Somewhere off the coast of western equatorial Africa is a ship suspected
of carrying 180 children into slavery. Most recently, officials spotted
the aging trawler off the coast of Equatorial Guinea. Authorities in
West Africa hope they will find the ship before the traffickers --
fearful of arrest -- try to remove evidence by throwing the children
overboard.
Despite international attempts to stop the traffic in people, child
slavery persists in West and Central Africa -- as well as in other parts
of the world.
Typically, traffickers prey upon desperately poor parents. They offer
families $20, along with bogus promises to educate the children or
provide them with jobs abroad. Boys are sold as laborers on
cocoa-producing plantations in Gabon and the Ivory Coast where they work
up to 12 hours a day. Even more girls are sold, often as prostitutes or
to families as domestic servants.
Make no mistake; this is real slavery. According to Pino Arlacchi,
director general of the U.N. Office of Drug Control and Crime
Prevention, some 200 million people may now be in the hands of
traffickers worldwide. Nor is human slavery confined to faraway
regions. The Bay recently witnessed an alleged case of sexual slavery
when Lakireddi Bali Reddy and his sons were charged with smuggling young
women from India into Berkeley, California.
Human slavery pops up everywhere. A year ago, a CIA report verified
that every year as many as 50,000 women and children from Latin America,
Eastern Europe and Asia enter the United States under false pretenses.

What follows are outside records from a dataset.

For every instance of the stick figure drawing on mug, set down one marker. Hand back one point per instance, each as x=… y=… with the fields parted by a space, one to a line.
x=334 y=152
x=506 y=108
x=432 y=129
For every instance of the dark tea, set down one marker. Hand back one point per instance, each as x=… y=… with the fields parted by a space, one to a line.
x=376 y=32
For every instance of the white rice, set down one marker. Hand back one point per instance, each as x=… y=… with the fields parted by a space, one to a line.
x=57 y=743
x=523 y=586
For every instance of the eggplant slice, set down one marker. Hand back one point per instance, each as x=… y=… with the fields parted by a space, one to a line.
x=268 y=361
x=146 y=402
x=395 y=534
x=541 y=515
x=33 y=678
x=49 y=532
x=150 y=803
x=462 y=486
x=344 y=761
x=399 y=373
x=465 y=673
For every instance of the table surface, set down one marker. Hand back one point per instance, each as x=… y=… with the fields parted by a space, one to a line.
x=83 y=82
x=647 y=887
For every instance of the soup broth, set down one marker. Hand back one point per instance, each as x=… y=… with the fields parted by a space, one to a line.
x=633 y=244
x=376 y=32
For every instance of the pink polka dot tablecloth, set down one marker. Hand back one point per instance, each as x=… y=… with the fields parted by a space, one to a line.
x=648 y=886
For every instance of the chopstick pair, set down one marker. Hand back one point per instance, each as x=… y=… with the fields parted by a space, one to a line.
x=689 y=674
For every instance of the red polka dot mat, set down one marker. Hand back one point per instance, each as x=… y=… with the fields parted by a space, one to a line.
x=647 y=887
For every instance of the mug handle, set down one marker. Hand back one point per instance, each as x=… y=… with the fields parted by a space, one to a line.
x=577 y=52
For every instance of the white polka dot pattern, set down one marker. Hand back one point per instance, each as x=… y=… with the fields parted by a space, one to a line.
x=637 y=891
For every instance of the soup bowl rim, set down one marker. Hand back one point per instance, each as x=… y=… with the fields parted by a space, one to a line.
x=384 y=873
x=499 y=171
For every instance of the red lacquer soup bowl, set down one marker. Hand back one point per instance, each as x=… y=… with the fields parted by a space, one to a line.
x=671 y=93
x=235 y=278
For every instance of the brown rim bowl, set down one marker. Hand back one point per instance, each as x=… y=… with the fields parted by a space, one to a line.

Every month brings news of a young girl who is rescued from sexual or
domestic slavery in a London, Paris, or New York suburb. Within the
last decade, more than 30 million women and children have been sold
within Southeast Asia for sweatshop labor or sexual purposes. Young
women from Russia and Eastern Europe are lured by promises of marriage
or a job in a Western city.
Although the new human slavery evokes universal condemnation, the tangle
of international and domestic laws and overlapping jurisdictions makes
it almost impossible to prosecute slave-runners, even when they are
identified.
That slavery persists into the 21st century is an
international disgrace. Now that we have a global economy, we need
global coordination to end what the United Nations has called "the
biggest human rights violation in the world."